Let $T$ be a bounded linear operator in a Hilbert space, $T^*$ the adjoint of $T$. Then how to show that $I + T^*T$ is invertible?
Thanks.
Let $T$ be a bounded linear operator in a Hilbert space, $T^*$ the adjoint of $T$. Then how to show that $I + T^*T$ is invertible?
Thanks.
Let $A=I+T^{\star}T$. Then $A=A^{\star}$ and $$ \|x\|^{2}\le \|x\|^{2}+\|Tx\|^{2}=(Ax,x) \le \|Ax\|\|x\| \\ \implies \|x\| \le \|Ax\|. $$ So $A$ is injective.
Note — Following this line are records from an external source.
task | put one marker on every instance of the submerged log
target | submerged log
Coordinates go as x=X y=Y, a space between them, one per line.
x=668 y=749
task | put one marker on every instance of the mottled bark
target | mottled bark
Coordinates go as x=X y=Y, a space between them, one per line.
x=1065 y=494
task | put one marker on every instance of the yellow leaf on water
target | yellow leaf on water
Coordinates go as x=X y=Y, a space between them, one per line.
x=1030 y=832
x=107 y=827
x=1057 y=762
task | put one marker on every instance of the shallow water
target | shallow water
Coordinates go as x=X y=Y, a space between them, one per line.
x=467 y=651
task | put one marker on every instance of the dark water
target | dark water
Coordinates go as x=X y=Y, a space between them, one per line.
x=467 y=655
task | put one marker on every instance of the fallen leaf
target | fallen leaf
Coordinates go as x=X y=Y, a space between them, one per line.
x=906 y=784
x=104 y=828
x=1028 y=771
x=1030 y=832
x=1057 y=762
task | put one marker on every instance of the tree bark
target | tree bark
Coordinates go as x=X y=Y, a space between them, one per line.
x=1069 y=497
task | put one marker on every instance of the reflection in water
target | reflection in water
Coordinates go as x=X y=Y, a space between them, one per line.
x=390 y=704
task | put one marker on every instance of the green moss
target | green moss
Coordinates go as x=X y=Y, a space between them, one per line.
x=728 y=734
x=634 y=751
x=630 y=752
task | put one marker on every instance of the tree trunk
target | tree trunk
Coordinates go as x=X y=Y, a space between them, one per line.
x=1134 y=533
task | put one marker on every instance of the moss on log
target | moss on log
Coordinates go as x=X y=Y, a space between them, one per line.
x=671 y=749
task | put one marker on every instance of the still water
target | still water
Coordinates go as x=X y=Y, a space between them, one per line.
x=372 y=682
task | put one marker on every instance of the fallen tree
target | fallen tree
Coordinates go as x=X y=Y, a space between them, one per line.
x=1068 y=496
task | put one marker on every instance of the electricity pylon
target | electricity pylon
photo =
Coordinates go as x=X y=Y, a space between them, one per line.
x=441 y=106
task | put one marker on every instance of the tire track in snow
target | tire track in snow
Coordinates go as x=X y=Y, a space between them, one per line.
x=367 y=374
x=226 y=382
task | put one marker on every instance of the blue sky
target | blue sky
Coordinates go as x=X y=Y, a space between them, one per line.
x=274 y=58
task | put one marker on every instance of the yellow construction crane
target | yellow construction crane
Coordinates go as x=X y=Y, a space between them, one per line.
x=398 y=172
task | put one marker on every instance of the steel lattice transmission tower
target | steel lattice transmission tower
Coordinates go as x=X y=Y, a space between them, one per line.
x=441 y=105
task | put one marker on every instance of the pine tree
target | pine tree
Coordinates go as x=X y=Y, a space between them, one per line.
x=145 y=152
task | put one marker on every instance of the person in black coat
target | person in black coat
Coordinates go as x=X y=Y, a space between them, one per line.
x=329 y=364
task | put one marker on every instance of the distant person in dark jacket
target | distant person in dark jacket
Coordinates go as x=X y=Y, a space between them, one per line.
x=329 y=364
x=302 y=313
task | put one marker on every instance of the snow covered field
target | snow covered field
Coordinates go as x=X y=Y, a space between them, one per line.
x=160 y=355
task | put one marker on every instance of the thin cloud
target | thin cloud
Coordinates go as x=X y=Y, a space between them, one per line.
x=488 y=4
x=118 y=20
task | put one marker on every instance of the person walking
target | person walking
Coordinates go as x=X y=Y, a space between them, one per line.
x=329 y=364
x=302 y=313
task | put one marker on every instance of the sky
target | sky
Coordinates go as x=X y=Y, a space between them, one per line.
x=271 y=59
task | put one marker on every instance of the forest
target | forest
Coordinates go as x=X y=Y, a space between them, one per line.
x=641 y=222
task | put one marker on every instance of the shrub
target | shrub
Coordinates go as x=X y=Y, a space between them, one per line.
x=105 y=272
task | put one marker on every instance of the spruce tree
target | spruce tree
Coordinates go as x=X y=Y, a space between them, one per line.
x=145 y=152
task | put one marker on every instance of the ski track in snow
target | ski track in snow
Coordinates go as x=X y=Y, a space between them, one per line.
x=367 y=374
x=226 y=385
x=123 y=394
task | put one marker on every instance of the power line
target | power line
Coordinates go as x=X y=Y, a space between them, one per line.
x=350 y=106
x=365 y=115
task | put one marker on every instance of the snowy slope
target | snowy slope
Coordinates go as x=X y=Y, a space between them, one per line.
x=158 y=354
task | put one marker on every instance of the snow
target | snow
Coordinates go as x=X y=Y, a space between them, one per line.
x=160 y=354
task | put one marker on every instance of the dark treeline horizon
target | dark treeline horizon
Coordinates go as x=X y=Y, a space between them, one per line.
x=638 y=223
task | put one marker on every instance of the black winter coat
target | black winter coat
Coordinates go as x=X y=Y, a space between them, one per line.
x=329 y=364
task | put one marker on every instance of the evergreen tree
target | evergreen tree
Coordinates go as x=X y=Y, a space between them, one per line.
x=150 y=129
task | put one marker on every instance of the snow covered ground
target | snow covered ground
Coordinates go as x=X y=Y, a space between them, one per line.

The range of $A$ is dense because $\mathcal{R}(A)^{\perp}=\mathcal{N}(A^{\star}) = \mathcal{N}(A)=\{0\}$. To see that the range is closed, suppose $\{ Ax_n \}$ converges to some $y$. Then $\{ Ax_n \}$ is a Cauchy sequence; hence $\{ x_n \}$ is a Cauchy sequence because $$ \|Ax_n - Ax_m \| \ge \|x_n-x_m\|. $$ Therefore $\{ x_n \}$ converges to some $x$ and $\{ Ax_n \}$ converges to $Ax$, which gives $Ax=y$. So the range of $A$ is closed, which proves that $A$ is surjective.
So $A$ is a linear bijection, and $\|x\|\le \|Ax\|$ implies $\|A^{-1}y\|\le \|y\|$. Hence $A$ is invertible.